La Gare Saint-Lazare

Più volte abbiamo parlato di come il mondo ferroviario sia intimamente collegato all’Arte in tutte le sue forme.
C’è stato un periodo in cui erano le le stazioni soggetti di quadri.
“La Gare Saint-Lazare” è una serie di dipinti ad olio del 1877 di Claude Monet: il grande pittore impressionista volle raffigurare la stazione parigina allorquando smise di essere inspirato dai paesaggi rurali per focalizzarsi sugli aspetti della modernità a lui contemporanea. Era il periodo quando il tema del progresso tecnologico era diventato oramai una moda e critici come Duranty e Zola incoraggiavano gli artisti a raffigurare il proprio tempo.

"Arrivo di un treno"

“Arrivo di un treno”

Sono quegli gli anni per Parigi di un grande fervore edilizio dopo le distruzioni della Comune. La Gare Saint-Lazare, dopo i lavori di ampliamento ad opera dell’ingegner Eugène Flachat che l’avevano resa una porta di vetro ed acciaio aperta verso d’Europa, era già la stazione più importante di Parigi, con oltre 25 milioni di viaggiatori all’anno.
Monet portò alla terza mostra degli Impressioniste dell’aprile 1877 sette versioni dello stesso soggetto: “Arrivo del treno dalla Normandia”, “Stazione di Saint-Lazare”, “Le pont de Rome”, “Stazione Saint-Lazare”, “Arrivo di un treno”, “Veduta interna della stazione Saint-Lazare” e ” Interno della stazione di Saint-Lazare”.
Non è da escludersi che tra le sue fonti di ispirazione ci fosse anche il quadro “Pioggia, vapore e velocità – la grande ferrovia occidentale” dipinto da William Turner nel 1844. Monet, che aveva soggiornato in Gran Bretagna durante durante il conflitto franco-tedesco artista, sicuramente conosceva l’artista e la sua opera.
Monet in totale realizza dodici dipinti della stazione in diverse condizioni meteorologiche e da diversi punti di vista, come poi avrebbe fatto per “le Ninfee”. Egli cercò di raffigurare le emozioni che gli provocava quello spazio tramite diversi dipinti perchè gli era impossibile fissarle tutto in un singolo quadro, sopratutto tenendo conto del mutare del tempo atmosferico e dell’ora.
«Mi dico che non sarebbe banale studiare a diverse ore del giorno lo stesso modello e notare gli effetti di luce che ne cambiano in modo così sensibile, ogni ora, l’aspetto ed i colori.»

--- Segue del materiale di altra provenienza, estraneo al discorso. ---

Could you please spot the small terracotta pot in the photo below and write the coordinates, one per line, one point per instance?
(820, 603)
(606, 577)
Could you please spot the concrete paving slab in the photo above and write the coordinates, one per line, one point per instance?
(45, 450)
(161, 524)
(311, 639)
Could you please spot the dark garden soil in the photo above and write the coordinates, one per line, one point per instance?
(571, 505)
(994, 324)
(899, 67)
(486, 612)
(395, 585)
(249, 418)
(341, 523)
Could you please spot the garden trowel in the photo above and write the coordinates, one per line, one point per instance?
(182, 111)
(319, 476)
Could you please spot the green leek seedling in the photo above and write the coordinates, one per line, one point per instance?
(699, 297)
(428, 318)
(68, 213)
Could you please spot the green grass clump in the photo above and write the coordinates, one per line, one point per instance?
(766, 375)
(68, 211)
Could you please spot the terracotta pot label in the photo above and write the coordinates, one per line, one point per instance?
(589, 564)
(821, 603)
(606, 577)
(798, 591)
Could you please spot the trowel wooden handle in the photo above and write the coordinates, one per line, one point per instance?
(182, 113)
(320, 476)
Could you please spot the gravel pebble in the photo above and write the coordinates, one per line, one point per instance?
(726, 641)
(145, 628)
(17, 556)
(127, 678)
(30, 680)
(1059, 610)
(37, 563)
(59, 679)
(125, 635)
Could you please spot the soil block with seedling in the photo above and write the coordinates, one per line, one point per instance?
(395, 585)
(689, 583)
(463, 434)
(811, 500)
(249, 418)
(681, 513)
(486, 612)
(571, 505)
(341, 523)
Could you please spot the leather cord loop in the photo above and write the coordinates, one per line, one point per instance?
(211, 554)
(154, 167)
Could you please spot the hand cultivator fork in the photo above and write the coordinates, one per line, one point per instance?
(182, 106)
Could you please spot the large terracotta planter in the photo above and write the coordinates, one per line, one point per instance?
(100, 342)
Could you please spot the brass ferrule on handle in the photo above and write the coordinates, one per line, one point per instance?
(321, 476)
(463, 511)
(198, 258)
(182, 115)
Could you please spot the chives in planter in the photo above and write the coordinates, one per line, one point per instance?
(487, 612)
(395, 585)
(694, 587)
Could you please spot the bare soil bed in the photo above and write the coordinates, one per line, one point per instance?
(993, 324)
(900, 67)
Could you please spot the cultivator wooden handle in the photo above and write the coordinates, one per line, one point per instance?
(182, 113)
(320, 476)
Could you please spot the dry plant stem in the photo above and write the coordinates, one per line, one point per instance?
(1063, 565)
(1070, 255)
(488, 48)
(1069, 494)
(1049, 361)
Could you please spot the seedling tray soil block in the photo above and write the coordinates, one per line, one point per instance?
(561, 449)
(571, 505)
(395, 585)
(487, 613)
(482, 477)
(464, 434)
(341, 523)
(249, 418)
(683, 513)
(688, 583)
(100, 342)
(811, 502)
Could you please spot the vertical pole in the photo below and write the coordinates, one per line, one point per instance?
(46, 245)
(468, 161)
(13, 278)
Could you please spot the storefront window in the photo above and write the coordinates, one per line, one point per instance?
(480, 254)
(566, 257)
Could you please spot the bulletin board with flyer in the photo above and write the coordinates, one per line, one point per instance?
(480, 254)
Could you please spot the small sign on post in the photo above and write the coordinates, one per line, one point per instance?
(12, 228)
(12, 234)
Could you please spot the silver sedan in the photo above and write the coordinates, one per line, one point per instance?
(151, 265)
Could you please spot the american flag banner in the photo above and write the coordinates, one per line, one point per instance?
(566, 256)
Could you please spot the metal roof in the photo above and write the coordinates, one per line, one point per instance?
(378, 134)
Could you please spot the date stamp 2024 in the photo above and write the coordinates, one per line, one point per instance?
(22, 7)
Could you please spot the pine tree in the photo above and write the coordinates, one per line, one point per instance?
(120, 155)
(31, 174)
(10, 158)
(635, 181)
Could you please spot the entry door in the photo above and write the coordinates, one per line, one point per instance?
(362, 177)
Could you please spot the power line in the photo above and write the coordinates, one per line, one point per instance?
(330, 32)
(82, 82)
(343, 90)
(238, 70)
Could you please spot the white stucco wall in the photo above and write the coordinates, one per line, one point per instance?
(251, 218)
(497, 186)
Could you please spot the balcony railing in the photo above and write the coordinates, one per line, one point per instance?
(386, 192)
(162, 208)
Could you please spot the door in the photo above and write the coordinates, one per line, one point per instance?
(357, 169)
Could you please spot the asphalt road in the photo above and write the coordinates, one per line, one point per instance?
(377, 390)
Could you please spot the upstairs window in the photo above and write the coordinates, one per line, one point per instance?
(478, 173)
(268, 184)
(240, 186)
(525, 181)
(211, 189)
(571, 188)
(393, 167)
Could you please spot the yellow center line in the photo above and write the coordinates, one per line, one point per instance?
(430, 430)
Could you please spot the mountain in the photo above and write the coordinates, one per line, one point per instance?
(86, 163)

"Esterno della stazione Saint-Lazare, effetto del sole"

“Esterno della stazione Saint-Lazare, effetto del sole”

Nonostante questo interesse la serie de La Gare Saint-Lazare non segue fedelmente questa intenzione. Solo due dei dipinti tra tutti sono stati dipinti dallo stesso punto di vista, e anche se una parte di loro furono esposti alla mostra, non vi è alcuna prova che furono portati per esemplificare gli effetti delle variazioni della luce del giorno sul medesimo soggetto. Gli stessi titoli dati ai sette quadri portati fanno pensare che la raccolta fosse più una sorta di “variazione sul tema” che una metodica analisi dello stesso spazio in diversi momenti della giornata.
Oggi i dodici quadri sono purtroppo divisi tra musei e collezioni private, impedendone una visione globale che forse darebbe allo spettatore le stesse sensazione dei parigini del 1877.